I think the only maths my sons will have been doing is solicitors' accounts which now (and even in my day in the 1980s) is a module or part of a module on your last course and I think you also have to do a short exam in it and course during your 2 years of post exams training too.

Glad everyone is doing fine. My sons got their mock exams rules and timetable today for October - they start on their birthday so I suspect they will do them a few days later rather than when the online slot first opens.

Today feels like I am running WeWork premises (rather than or in addition to the Xenia airbnb)..... two staying and one is doing on line video meetings (my son's friend) 2 floors up, 2 more in the meeting room/study room, another upstairs in a bed room although one of my sons only just woke up so he is taking it easy. Never my own work which has been going strong since 7am.

latedecember1963 · 18/10/2021 10:15

Well done to your DD, Tilly, for her MSc submission.
DS2 said he found having done maths to A Level useful during the parts of his law degree where they needed to look at statistics. He said it wasn't so much the level of difficulty, but feeling comfortable with numbers.
Sounds like life is beginning to get a bit more normality for some of our youngsters thank goodness.
DS2 has an interview tomorrow for a Librarian/ examinations supervisor role at a high school. He applied for it a while ago during a week when there was little else to apply for. It's not his dream job but will get him started.
If he gets it, it's 30 mins away by car but will take him much longer with a 15 min walk up to the bus stop to catch a bus into town, then either another bus or a tram with another 15 min walk to the school.
This may well be the final push to encourage him to get driving lessons!

OP posts:
bigTillyMint · 21/10/2021 16:33

Thanks!

She had her first day in her grad job yesterday Shock

Eve · 22/10/2021 07:37

All the new jobs and next stages sound very exciting, good luck to them all.

Tilly well done on masters diss. Having supported a final year diss I’m glad not to have another.

DS is loving gap year, finishes his current voluntary role in Italy next week and then heads of to Croatia & Slovenia for 6 weeks on the next project.

Xenia · 22/10/2021 08:44

I am glad gap year people have got abroad. One of my son's cancelled his gap year abroad after 2020 graduation due to covid and as all the friends are in jobs etc now it will never happen - not with those friends anyway.

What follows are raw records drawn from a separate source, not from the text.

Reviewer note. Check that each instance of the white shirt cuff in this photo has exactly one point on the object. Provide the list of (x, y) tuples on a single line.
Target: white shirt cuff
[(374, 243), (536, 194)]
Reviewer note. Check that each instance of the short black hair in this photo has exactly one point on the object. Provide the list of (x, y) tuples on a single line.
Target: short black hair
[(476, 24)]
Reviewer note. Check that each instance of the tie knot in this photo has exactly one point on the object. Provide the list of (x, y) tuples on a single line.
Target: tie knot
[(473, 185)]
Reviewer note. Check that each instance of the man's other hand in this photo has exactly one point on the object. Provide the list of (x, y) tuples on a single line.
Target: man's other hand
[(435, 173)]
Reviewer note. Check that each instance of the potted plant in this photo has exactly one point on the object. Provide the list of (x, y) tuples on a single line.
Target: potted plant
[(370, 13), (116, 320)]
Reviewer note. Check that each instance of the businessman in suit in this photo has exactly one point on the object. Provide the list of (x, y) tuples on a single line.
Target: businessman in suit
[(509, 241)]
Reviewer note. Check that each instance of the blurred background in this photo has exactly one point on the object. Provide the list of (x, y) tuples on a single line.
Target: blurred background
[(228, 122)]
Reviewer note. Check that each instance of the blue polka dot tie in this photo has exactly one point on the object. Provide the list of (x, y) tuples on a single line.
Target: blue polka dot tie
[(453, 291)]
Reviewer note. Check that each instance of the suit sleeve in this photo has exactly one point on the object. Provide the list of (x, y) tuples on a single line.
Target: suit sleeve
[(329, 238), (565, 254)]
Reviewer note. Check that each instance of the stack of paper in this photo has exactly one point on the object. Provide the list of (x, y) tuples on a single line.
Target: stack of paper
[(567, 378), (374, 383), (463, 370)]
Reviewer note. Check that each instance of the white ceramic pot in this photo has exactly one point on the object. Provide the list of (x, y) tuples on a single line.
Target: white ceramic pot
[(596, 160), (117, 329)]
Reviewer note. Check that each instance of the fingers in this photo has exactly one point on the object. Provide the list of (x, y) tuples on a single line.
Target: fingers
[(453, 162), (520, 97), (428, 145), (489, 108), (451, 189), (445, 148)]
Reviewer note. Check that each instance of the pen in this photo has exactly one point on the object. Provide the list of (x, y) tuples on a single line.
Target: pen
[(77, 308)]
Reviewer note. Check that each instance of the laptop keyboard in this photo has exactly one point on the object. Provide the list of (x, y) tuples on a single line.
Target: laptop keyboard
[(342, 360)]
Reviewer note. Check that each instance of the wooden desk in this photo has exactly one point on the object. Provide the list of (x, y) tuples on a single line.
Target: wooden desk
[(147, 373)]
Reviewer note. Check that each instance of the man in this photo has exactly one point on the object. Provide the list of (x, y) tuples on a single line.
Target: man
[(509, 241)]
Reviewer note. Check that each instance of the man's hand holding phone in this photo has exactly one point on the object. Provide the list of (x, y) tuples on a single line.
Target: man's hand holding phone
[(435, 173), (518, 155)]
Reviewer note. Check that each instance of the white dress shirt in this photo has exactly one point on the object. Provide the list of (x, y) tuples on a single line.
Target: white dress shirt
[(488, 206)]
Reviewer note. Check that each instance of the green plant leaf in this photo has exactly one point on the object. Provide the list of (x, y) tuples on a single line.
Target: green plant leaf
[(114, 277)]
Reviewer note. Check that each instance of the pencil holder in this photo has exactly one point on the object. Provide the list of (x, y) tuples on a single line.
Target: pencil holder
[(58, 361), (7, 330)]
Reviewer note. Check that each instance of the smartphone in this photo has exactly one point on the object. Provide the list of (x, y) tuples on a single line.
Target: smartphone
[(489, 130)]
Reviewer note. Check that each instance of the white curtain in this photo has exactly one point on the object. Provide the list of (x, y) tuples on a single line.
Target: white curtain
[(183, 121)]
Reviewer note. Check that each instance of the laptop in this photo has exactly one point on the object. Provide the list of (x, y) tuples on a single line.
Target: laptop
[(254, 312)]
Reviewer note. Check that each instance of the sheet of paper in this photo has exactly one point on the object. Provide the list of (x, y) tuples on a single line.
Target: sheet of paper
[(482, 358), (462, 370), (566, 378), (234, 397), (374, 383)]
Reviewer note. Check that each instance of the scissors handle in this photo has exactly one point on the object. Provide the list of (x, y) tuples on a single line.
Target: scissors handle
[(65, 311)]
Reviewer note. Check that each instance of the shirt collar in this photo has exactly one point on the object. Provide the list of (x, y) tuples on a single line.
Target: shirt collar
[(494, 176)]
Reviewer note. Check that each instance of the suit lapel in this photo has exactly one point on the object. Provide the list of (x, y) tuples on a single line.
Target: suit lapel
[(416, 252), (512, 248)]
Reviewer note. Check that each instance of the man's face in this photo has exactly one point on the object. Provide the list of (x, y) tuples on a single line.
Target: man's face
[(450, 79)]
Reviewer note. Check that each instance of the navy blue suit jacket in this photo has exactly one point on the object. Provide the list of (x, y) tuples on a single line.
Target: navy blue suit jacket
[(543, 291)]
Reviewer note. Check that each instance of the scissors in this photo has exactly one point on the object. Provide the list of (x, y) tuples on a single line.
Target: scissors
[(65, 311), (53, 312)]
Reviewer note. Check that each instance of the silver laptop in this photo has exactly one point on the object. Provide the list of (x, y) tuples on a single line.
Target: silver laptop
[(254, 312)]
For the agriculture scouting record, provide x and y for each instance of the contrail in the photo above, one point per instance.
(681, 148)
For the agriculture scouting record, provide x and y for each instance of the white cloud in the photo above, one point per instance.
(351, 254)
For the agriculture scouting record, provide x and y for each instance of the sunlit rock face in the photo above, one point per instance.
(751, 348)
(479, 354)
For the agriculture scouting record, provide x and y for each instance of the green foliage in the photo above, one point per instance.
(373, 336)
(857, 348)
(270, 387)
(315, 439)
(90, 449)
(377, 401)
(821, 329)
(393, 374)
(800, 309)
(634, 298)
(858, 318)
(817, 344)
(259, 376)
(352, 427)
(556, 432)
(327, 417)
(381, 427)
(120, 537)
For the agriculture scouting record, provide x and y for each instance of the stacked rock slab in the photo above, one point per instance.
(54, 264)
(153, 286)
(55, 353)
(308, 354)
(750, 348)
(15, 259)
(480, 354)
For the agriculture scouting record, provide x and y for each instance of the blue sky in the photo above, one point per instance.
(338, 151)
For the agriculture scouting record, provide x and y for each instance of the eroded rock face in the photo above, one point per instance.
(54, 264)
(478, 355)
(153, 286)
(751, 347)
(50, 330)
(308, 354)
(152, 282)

Well done to those in first grad jobs. I am always interested in what my sons' friends are doing and their first jobs.

All fine here. Twins' birthday so one has organised a lunch in London and then on to a dinner at night and is coming back here very late after I go go sleep with a friend who has come down from the Midlans for it and their other friend's birthday the day after. The other twin is back in their university City for 2 nights on a birthday trip with his girl friend. Their mock period starts at 5pm today for about 10 days so I would have done revision and mocks and only then birthday celebrations next week but that is up to them as long as they get the exams done before the deadline. I think they plan to start on Monday with revision.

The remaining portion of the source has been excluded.